Apache InLong recently released version 1.9.0, which closed about 200+ issues, including 2+ major features and 30+ optimizations. The main improvements include building observability capabilities and optimizing DataProxySDK-CPP. After the release of version 1.9.0, Apache InLong has enhanced its observability capabilities in areas such as end-to-end tracing, metric collection, access and visualization, and alerting. This addresses the need for rapid problem diagnosis and performance optimization during development and operations, improving the user experience for Apache InLong's operation and maintenance.
About Apache InLong
As the industry's first one-stop, full-scenario, open-source massive data integration framework, Apache InLong provides automatic, safe, reliable, and high-performance data transmission capabilities to facilitate businesses to build stream-based data analysis, modeling, and applications quickly.

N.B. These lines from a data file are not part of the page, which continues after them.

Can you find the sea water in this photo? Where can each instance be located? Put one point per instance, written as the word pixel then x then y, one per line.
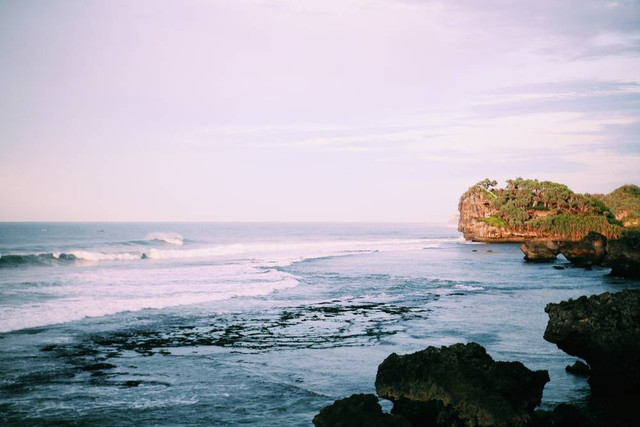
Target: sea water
pixel 225 324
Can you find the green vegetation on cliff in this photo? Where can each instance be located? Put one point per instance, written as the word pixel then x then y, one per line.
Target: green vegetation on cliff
pixel 624 202
pixel 553 209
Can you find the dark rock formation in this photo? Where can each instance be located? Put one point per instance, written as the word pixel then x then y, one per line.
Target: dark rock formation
pixel 540 250
pixel 623 255
pixel 357 410
pixel 604 330
pixel 431 413
pixel 579 368
pixel 586 252
pixel 467 381
pixel 477 205
pixel 563 415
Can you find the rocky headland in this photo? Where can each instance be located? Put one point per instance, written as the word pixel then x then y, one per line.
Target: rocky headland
pixel 461 385
pixel 550 219
pixel 458 385
pixel 543 210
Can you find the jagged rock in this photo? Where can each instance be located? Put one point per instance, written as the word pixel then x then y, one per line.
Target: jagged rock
pixel 539 250
pixel 623 255
pixel 604 330
pixel 431 413
pixel 476 205
pixel 563 415
pixel 463 377
pixel 586 252
pixel 579 368
pixel 355 411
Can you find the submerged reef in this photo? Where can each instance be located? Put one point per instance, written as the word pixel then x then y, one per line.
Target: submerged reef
pixel 457 385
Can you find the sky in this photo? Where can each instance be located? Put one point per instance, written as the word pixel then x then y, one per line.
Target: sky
pixel 319 110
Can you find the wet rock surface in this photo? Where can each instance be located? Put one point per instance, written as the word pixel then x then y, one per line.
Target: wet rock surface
pixel 468 383
pixel 586 252
pixel 579 368
pixel 564 415
pixel 623 255
pixel 540 250
pixel 604 330
pixel 358 410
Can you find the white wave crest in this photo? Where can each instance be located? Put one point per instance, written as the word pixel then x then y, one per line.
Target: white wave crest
pixel 170 238
pixel 104 256
pixel 468 287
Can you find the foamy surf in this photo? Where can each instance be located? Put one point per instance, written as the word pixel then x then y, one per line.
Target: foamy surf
pixel 155 289
pixel 169 238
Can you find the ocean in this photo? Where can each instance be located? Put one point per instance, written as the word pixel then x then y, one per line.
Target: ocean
pixel 246 323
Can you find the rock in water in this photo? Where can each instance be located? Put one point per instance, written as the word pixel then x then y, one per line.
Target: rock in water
pixel 467 381
pixel 604 330
pixel 357 410
pixel 586 252
pixel 540 250
pixel 623 255
pixel 579 368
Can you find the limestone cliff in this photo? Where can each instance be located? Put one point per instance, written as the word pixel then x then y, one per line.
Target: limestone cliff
pixel 529 209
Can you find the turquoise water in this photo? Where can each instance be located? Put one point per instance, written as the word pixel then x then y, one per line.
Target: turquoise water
pixel 224 324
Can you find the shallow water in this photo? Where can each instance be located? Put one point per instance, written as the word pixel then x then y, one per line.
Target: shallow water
pixel 221 324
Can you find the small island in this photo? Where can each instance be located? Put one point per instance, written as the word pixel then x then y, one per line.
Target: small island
pixel 532 209
pixel 550 219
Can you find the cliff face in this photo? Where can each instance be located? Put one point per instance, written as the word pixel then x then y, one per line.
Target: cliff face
pixel 477 205
pixel 532 210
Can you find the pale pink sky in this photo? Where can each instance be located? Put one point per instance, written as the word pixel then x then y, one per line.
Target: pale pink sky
pixel 350 110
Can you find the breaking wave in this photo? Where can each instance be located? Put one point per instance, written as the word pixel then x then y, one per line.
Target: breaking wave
pixel 280 254
pixel 170 238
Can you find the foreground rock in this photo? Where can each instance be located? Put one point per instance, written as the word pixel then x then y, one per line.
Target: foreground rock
pixel 623 255
pixel 357 410
pixel 540 250
pixel 586 252
pixel 467 383
pixel 604 330
pixel 563 415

At present, InLong is widely used in various industries such as advertising, payment, social networking, games, artificial intelligence, etc., serving thousands of businesses, among which the scale of high-performance scene data exceeds 1 trillion lines per day, and the scale of high-reliability scene data exceeds 10 trillion lines per day.
The core keywords of InLong project positioning are "one-stop" and "massive data". For "one-stop", we hope to shield technical details, provide complete data integration and support services, and implement out-of-the-box; With its advantages, such as multi-cluster management, it can stably support larger-scale data volumes based on trillions of lines per day.
Overview of version 1.9.0
Apache InLong recently released version 1.9.0, which closed about 200+ issues, including 5+ major features and 30+ optimizations. The main work completed in this version includes building observability capabilities, optimizing DataProxy C++ SDK, optimizing DataProxy metadata configuration updates, adding command-line tools for TubeMQ, automatically switching write methods for Iceberg, and supporting resource migration between tenants in Manager. After the release of version 1.9.0, Apache InLong has enhanced its observability capabilities in areas such as end-to-end tracing, metric collection, access and visualization, and alerting. This addresses the need for rapid problem diagnosis and performance optimization during development and operations, while also improving the user experience for Apache InLong's operation and maintenance.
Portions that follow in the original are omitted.